Чем же красилась отринутая Итака? Комната являла из себя нечто трапециальное: правое бедро прямое, а вместо левого излом-перелом, согласованный, верно, с заковыристыми извилинами коридора. Дверь входная - в большем основании, почти у правого угла, правее - лишь приткнутый за что-то в угол телевизор. Посреди расположился широкий стол с чайниками большим и заварочным, с сахарницей и хлебницей, с намытыми белыми чашками - садись и напивайся! За ним - узенькая (а чья это, Татьяна Георгиевна?) тахта погибшего сына. Затем из стены неожиданно выступала грязно-голубая кафельная печь, оставшаяся с послевоенных времен (какая древность!), потом "врастал в пол" солидный, но слегка обрюзглый, подзапустивший себя шкап, сходный с "выселенным", если не считать центральной створки с зеркалом, тускло блиставшим, словно аристократический орден на груди старика. Еще - в полусумеречном левом углу, под конвоем двух приземистых тумбочек, разинувших полочки-рты, разлеглась аккуратно застеленная (а муж ваш на работе, Татьяна Георгиевна? ага, командировки, командировочки!) двуспальная кровать. Еще - одинокий сервант в проеме между окон, будто задумавшийся в сторонке, для кого теперь ему хранить фужеры и стопочки. Еще - за окнами, за щелью переулка и низкорослым противоположным домом проглядывался во тьме огромный, серо-бесцветный пейзаж глухих стен, украшенный лишь гордо пыхающей, с красным огоньком на кончике, трубкой квартальной котельной. Точно она и напустила тут всю эту черноту!

А в углу - между тахтой и окном - ученический письменный стол, тесный и малый для переросшего его юноши, на котором (следы детских забав!) выделялись полустершиеся переводные картинки - по букету ярких цветов на каждом из четырех узких ящиков.

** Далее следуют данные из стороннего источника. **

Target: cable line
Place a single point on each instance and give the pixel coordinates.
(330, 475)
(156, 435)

И каждый доверху набит бумагами: белыми, с черными пятнышками, диковинными насекомыми, расплющенными от сдавливания, но множащимися и множащимися после его ухода - не мог он столько исписать!

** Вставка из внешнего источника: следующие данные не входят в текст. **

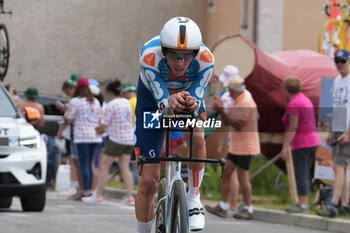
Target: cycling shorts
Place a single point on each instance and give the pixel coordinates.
(149, 142)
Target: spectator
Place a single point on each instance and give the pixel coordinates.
(85, 112)
(228, 102)
(32, 94)
(301, 134)
(243, 119)
(117, 119)
(95, 89)
(11, 88)
(66, 131)
(338, 136)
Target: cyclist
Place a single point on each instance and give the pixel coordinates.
(175, 70)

Каким (вопрос к маме) был дома? Да ничего. За картошкой всегда ходил, ведро выносил. Только не любил, когда отвлекали, мог и грубость какую-нибудь высказать. Учился где? Да-да, в Университете, на... на математике. Сначала хорошо успевал, а в последнее время все хуже и хуже. Сам смеялся, когда корили: знаю, что могу, а неинтересно. А в школе всегда по алгебре-геометрии пятерки приносил, на кружок олимпиадный бегал во Дворец Пионеров. А то генеалогию русских князей составлял. А то еще письма дурацкие писал во все концы, даже за границу, сам адреса выдумывал, чтобы возвращали. Говорил, я штемпеля собираю. Какой-то медичке в Одессе написал от имени отца, завел переписку, послал отцову фотографию...



И песнь ее (в Ленином воображении) лилась и лилась, грустная и бесконечно широкая, как древние русские реки; беспорядочно смешивалась как безадресные письма с цветастыми штемпелями разных стран; обрывалась, зачиналась без видимых объяснений, точно по каким-то математическим законам. А Лена щурилась на тяжелую люстру, двумя последними горящими раструбами истово целящую в черные окна - пробить! прорезать! - бросающую весь иссякающий свет на штурм стеклянных укреплений - жизнь или смерть! - и выдумывала новую историю. Для кого?..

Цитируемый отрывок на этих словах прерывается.